Ezelden bu yana dost ve müttefik olarak bildiğimiz Amerika, Ortadoğu’dan elini bir türlü çekmiyor.
Biz, 300 yıllık Amerika’yı, Kristof Kolomb’un keşfetmediği sularındayken, bu yeni dünya ülkesinin askerleri Ortadoğu’da at koşturuyordu.
At dedimse bildiğimiz canlı hayvan değil, gelişmiş teknolojinin çelik atlarından söz ediyorum.
Nerede bir terör örgütü varsa, bu dost ve müttefik ülke onun arkasında duruyor.
Bu arada kendi terör öğütlerini üretmenin de ustası.
Bu olgu, yıllardan bu yana böyle süre gelip süre gitmiyor mu?
Bugün dost ve müttefik bildiğimiz Amerika’nın başında, akıl sağlığı pek yerinde olmayan bir adem var.
Kendi ülkesinde bile bunu dillendirenler yok mu?
Her insanda deli duygular vardır.
Peki, akıllı kimdir diye sorarsanız;
Deli duygularını kontrol edebilen insanlar akıllıdır derim.
İşte dost ve müttefik bildiğimiz Amerika’nın başkanı, deli duygularını kontrol edemiyor.
Bundan dolayıdır ki dost kim müttefik kim aldırış ettiği yok.
X
Bizim güney sınırımız yine karmakarış bir durumda.

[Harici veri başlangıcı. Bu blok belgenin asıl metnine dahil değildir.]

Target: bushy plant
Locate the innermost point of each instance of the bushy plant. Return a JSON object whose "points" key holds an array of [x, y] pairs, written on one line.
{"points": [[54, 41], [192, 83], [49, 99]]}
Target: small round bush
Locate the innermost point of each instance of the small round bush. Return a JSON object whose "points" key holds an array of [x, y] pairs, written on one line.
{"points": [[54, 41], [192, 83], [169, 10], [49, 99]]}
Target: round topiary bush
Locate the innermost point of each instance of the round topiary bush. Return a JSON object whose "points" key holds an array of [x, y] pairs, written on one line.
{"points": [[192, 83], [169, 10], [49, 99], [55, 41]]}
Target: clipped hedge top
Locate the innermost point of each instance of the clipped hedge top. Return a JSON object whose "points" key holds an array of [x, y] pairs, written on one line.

Hatay’ın, Kilis’in ilçeleri, köyleri top sesleriyle yaşamayı öğrendi.
Ne zaman ne olacağı hala belli değil.
“Bir gece ansızın gelebiliriz” popülizminin dışına çıkılamadı.
Bunu el aleme belli etmenin anlamı var mı?

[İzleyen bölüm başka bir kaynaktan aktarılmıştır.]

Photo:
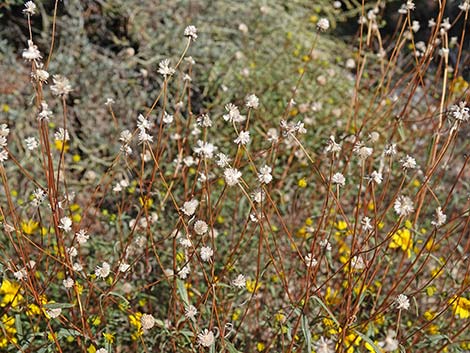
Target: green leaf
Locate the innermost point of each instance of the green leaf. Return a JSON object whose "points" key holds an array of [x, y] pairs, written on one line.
{"points": [[58, 305], [330, 314], [230, 347], [306, 332], [18, 325], [368, 340]]}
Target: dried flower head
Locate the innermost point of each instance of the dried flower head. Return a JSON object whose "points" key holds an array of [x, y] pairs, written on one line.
{"points": [[61, 86]]}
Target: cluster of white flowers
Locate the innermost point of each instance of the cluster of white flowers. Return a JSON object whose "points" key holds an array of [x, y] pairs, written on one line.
{"points": [[4, 131], [290, 128], [362, 151], [205, 149]]}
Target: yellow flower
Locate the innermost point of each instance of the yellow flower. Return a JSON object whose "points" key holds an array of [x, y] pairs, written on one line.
{"points": [[341, 225], [29, 227], [250, 285], [350, 341], [460, 307], [11, 293], [109, 337], [402, 239]]}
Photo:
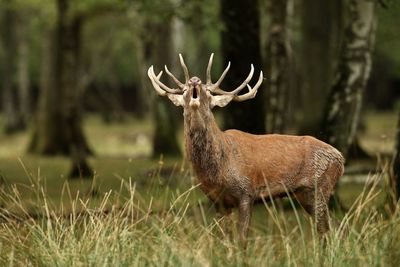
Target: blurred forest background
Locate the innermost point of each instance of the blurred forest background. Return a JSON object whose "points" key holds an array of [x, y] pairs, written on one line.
{"points": [[74, 88]]}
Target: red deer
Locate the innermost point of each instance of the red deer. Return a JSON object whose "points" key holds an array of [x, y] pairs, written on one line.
{"points": [[235, 168]]}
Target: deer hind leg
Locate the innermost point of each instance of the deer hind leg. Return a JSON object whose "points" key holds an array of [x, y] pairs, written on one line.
{"points": [[245, 205], [315, 202], [224, 217]]}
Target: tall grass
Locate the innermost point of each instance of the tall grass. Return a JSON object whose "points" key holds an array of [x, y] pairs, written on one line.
{"points": [[126, 229]]}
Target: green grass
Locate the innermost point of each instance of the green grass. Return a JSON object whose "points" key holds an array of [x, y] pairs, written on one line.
{"points": [[123, 228], [138, 211]]}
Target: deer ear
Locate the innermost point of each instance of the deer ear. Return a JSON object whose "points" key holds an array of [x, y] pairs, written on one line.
{"points": [[220, 100], [176, 99]]}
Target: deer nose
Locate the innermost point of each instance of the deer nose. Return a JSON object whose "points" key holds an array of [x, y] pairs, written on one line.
{"points": [[194, 81]]}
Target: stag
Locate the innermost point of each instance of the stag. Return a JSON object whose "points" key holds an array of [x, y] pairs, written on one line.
{"points": [[235, 168]]}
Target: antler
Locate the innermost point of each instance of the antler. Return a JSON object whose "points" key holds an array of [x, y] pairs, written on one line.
{"points": [[161, 88], [157, 84], [214, 87]]}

1974 Kıbrıs hareketini yaşamış bir ülkeyiz.
Bir sabah kalktığımızda, bir de baktık radyoda marşlar çalıyor.
Pür dikkat dinliyoruz, sonucu merak ediyoruz.

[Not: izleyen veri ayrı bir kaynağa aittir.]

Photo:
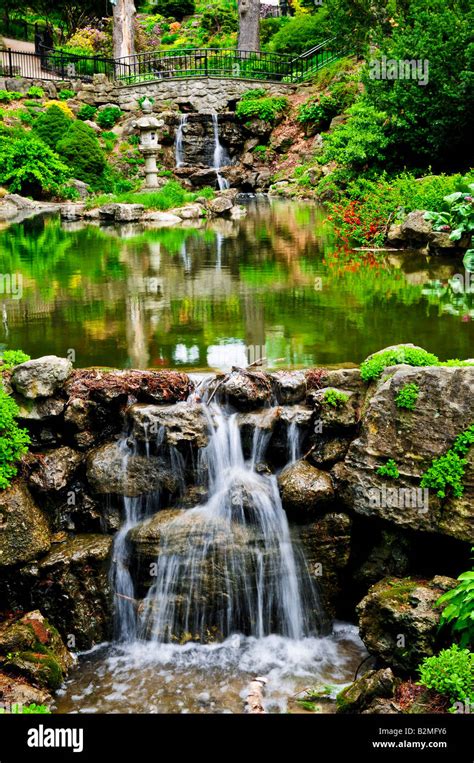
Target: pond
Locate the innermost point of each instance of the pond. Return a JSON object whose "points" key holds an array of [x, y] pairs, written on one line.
{"points": [[272, 284]]}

Televizyon olayı yeni ve siyah beyaz.
Bir baktık Başbakan Bülent Ecevit kameranın önüne geçti ve bu sabah Kıbrıs’sa barış hareketinin başladığını söyledi.
Böyle bir çıkarmanın olacağından kimsenin haberi yoktu.
Sonuç; bu dost ve müttefik bildiğimiz ülkeden ambargo yedik.
Hani ben yine öyle olsun demiyorum da, öyle “bir gece ansızın gelebiliriz” söylemleriyle, ancak taban rahatlatılır diye düşünüyorum.
Çünkü güney sınırımızda oturan yurttaşlarımızın kaygısını duyan ve anlayan kimse çıkmıyor.
Ve davul – zurna savaşa gireceğimizi ortalıkta söyleyerek tabanı rahatlatmak çözüm olmasa gerek.